100\text{M tracks} \times 5\text{ territories avg} \times 400\text{B} = 200\text{ GB}

in PostgreSQL. We cache the top 10M tracks in Redis:

10\text{M} \times 2\text{ KB} = 20\text{ GB}

. Rights changes (takedowns, new licenses) propagate via Kafka within 30 seconds. Trade-off: fan-out writes on rights changes (updating all rows for a rights holder), but changes are rare (hundreds/day) versus 139K reads/sec.

💡 Rights checking is on the hot path of every play request. Optimize for reads (denormalized single-key lookup), not writes.

Offline DRM: AES-128-CTR with 30-Day License Refresh

Downloaded tracks are encrypted with AES-128-CTR (not AES-CBC) because CTR mode supports random seek without decrypting preceding blocks, essential for byte-range seeking within encrypted files. Each download includes a DRM license with a 30-day expiration. The client must connect to the server at least once every 30 days to refresh licenses. Storage per downloaded track at 320 kbps:

3.5\text{ min} \times 320 / 8 = 8.75\text{ MB}

. A 500-song library:

500 \times 8.75 = 4.4\text{ GB}

. Spotify allows 10,000 downloads across 5 devices. Trade-off: 30-day windows balance user convenience against rights holder protection. Longer windows (90 days) would let cancelled subscribers listen for 3 months on cached content.

⚠ Using AES-CBC for encrypted offline playback. CBC requires decrypting all preceding blocks to access a mid-file position, making seek operations impossibly slow for a 10 MB audio file.

ALS + Audio CNN: Hybrid Recommendations for Cold-Start

We chose a hybrid model (not pure collaborative filtering) because collaborative filtering fails for new users (no history) and new tracks (no play data). ALS (Alternating Least Squares) factorizes the 300M x 100M user-track matrix into 128-dimensional embeddings. For cold-start tracks (40K new/day), a CNN extracts acoustic features (tempo, key, energy, timbre) from the raw waveform, producing a 128-dimensional embedding that can be compared to existing track embeddings without any play data. Cache:

300\text{M users} \times 200\text{ track IDs} \times 8\text{B} = 480\text{ GB}

in Redis, refreshed every 24 hours. Spotify reports 30% of all plays come from algorithmic recommendations. Trade-off: 24-hour refresh cycle means recommendations lag behind listening shifts by up to a day.

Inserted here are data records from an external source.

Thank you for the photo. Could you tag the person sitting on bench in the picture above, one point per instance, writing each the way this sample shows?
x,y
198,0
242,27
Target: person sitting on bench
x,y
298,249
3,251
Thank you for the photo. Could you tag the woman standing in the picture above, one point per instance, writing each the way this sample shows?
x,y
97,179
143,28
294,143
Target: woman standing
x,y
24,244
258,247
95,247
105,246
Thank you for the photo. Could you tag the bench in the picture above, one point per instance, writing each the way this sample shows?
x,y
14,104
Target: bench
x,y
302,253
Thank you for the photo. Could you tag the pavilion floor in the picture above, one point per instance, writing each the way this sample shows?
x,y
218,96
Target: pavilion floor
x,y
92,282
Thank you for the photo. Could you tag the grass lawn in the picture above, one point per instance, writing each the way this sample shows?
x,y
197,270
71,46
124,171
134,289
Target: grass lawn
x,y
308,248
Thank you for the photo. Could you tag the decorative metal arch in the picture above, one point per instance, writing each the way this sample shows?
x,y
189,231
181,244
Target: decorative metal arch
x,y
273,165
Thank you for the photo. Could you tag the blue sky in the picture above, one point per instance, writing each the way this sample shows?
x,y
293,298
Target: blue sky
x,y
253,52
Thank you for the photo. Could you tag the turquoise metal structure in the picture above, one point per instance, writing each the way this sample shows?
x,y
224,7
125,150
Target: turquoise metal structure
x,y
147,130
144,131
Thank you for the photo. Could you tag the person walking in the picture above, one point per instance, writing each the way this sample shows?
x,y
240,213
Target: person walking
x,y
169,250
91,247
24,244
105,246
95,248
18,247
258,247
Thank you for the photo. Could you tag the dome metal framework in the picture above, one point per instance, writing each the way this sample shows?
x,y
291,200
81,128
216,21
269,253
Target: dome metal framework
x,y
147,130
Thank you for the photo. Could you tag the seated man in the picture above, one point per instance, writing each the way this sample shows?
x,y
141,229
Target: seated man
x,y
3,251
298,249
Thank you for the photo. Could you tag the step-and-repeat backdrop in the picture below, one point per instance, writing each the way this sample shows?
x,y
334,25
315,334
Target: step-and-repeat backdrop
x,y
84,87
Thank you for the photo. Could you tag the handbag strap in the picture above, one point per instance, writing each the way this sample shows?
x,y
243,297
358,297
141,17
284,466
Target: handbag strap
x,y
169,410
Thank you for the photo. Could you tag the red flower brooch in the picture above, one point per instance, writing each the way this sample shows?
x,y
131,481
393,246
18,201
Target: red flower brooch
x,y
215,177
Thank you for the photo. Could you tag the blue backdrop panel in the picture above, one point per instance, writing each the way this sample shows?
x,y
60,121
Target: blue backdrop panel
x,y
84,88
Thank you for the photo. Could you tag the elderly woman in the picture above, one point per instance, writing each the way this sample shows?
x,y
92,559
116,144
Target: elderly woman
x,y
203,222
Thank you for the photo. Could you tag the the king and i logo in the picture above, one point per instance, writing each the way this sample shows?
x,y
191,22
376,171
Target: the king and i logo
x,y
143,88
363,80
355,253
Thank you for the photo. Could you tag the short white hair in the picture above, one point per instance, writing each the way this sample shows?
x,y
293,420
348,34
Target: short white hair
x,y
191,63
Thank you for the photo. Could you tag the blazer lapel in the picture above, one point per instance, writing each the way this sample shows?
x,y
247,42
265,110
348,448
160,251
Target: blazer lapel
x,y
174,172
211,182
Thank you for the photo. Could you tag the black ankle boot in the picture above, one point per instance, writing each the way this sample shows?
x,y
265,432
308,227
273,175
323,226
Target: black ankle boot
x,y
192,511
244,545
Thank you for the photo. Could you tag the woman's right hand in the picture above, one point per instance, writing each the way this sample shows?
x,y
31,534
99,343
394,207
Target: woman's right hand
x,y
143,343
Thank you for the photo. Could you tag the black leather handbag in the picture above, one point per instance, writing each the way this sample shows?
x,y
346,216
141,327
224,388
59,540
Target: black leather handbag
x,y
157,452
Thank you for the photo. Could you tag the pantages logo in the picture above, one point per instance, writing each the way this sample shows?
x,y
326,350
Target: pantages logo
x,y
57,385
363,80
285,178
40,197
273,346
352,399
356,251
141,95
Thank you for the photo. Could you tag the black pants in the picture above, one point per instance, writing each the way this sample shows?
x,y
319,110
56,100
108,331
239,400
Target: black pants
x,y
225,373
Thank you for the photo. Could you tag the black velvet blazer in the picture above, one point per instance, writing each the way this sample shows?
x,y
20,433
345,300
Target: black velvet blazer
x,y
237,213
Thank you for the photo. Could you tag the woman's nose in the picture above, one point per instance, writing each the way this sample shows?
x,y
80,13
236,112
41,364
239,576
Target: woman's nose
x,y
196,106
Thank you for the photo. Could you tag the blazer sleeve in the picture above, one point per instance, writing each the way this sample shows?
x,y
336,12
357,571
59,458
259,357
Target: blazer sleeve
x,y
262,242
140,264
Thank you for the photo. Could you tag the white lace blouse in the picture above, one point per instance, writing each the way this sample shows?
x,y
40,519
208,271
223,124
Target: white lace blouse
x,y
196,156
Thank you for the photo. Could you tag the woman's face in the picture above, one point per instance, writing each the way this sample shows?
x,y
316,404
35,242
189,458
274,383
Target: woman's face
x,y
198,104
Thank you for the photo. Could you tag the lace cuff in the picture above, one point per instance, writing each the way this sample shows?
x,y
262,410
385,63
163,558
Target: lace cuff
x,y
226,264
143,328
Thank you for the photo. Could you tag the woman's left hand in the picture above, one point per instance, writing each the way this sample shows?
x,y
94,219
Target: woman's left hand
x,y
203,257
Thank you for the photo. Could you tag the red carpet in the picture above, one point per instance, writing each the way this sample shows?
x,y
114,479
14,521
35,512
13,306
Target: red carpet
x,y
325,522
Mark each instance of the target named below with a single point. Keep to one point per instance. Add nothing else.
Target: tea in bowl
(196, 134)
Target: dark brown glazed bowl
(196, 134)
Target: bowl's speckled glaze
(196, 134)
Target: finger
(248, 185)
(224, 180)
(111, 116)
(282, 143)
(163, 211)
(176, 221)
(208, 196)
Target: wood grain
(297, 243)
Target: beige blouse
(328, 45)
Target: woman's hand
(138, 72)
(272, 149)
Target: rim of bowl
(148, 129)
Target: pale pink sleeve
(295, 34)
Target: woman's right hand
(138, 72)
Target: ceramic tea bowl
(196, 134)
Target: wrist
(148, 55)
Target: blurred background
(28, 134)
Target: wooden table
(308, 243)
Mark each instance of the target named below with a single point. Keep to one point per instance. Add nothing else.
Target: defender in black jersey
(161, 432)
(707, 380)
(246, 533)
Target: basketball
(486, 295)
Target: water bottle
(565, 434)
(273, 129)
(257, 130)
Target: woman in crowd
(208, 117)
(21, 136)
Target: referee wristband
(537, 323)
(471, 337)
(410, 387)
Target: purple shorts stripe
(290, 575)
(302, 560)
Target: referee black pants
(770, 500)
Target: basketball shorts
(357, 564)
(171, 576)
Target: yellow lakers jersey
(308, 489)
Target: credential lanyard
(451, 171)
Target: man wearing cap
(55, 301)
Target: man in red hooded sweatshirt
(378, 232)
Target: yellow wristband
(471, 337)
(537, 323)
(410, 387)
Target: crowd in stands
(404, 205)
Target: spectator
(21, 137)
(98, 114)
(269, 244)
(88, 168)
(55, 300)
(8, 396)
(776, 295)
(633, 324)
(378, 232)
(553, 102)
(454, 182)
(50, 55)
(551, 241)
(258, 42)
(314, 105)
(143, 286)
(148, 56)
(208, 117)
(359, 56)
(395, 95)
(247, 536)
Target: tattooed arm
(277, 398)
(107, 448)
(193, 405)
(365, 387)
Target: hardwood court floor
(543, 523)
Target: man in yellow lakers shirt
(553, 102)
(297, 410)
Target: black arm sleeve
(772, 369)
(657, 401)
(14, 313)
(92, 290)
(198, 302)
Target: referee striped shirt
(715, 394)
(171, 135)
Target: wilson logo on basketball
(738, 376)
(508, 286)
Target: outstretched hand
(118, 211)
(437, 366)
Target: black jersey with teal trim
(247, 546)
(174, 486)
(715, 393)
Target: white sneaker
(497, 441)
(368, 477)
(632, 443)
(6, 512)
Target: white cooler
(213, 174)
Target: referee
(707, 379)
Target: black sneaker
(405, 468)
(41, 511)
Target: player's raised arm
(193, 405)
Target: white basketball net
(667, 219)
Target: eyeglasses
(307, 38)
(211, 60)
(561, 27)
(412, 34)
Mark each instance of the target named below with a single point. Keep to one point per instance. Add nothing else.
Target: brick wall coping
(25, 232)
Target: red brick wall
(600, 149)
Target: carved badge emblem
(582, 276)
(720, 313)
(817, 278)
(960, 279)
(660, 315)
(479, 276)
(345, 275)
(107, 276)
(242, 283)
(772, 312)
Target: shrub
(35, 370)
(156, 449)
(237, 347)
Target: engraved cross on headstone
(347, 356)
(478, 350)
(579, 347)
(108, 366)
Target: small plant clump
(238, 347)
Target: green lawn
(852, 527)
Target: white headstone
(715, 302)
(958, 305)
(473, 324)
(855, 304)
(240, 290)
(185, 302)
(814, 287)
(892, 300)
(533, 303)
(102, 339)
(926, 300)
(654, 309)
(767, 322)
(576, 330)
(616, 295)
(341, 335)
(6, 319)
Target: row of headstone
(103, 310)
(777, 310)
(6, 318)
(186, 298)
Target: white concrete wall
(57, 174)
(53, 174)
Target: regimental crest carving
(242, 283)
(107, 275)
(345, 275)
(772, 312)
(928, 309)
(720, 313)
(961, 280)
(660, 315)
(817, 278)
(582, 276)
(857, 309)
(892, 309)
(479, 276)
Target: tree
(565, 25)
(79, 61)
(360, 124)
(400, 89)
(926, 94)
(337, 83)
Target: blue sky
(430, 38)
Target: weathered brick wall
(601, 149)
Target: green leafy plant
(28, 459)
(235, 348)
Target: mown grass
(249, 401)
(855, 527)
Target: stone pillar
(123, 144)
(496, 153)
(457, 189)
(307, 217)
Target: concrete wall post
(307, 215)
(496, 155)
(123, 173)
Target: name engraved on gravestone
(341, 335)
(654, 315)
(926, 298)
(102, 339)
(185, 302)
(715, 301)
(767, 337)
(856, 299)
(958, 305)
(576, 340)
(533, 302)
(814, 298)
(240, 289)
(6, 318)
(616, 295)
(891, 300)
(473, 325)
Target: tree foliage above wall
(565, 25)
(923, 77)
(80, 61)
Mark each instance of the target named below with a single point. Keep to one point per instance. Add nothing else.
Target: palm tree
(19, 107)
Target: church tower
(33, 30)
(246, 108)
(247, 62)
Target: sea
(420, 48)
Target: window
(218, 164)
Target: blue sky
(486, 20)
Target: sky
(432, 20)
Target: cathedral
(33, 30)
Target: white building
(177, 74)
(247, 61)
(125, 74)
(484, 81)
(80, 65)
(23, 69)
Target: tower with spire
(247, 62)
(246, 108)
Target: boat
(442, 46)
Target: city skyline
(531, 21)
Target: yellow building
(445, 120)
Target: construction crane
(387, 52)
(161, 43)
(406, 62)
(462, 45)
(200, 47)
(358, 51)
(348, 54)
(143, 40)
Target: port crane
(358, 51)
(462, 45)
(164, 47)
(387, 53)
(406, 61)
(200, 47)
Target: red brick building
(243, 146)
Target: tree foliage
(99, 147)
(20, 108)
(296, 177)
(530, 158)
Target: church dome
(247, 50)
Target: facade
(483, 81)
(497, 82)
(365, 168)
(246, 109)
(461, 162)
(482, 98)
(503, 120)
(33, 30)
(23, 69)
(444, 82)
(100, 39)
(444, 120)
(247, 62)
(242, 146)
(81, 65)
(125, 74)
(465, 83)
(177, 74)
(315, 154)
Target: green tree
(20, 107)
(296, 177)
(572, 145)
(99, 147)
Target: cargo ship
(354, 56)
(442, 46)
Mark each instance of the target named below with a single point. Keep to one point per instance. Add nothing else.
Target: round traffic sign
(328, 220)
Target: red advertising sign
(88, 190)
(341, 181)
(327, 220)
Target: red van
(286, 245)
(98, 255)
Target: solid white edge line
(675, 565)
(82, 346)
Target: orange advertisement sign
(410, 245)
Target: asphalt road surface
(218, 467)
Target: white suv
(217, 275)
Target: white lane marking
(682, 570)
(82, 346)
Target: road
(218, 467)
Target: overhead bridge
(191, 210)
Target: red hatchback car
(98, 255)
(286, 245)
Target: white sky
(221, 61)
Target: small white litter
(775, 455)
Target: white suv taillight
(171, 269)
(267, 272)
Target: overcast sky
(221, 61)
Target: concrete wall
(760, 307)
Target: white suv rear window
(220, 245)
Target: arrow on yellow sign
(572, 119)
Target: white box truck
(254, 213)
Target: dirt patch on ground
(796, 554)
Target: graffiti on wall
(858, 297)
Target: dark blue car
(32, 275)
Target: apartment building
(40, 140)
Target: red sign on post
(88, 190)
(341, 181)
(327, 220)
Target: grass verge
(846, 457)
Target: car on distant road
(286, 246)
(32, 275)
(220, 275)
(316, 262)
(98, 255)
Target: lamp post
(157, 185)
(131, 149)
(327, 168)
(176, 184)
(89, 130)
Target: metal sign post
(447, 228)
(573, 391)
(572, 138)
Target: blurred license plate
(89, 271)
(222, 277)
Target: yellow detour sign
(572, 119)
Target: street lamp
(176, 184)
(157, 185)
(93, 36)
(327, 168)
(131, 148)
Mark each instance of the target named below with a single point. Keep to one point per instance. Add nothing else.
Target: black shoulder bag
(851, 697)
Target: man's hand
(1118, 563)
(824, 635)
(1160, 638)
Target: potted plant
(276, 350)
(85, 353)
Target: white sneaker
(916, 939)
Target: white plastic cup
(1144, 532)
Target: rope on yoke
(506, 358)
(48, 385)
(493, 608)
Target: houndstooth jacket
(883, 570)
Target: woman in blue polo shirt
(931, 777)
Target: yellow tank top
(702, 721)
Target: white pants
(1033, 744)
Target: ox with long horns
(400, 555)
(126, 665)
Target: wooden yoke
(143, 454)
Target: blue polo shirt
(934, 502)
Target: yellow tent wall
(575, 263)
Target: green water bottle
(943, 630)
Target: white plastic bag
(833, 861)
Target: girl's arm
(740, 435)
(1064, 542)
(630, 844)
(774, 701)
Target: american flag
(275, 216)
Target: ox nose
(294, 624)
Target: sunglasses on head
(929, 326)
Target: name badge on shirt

💡 Collaborative filtering alone cannot recommend 40K new daily tracks with zero play history. Audio CNN embeddings solve the cold-start problem.

Request Coalescing: One Origin Fetch for 10K Concurrent Plays

#10

When a new album drops, 50,000 listeners at the same POP request the same track within seconds. Without coalescing, the POP sends 50,000 origin fetches for the same file. With request coalescing, the first request triggers an origin fetch; the remaining 49,999 wait for that single fetch to complete and are served from the now-cached result. This reduces origin load during album launches from 50,000 to 1 request per POP per track. We complement this with pre-warming: for announced releases (album drops with known timestamps), we push tracks to all POPs 1 hour before the drop. Trade-off: pre-warming consumes edge storage proactively, but for a major album launch, the alternative is origin collapse under millions of simultaneous cache misses.

⚠ No request coalescing at the CDN layer. A major album release without coalescing generates millions of simultaneous origin fetches for the same files, overwhelming origin bandwidth.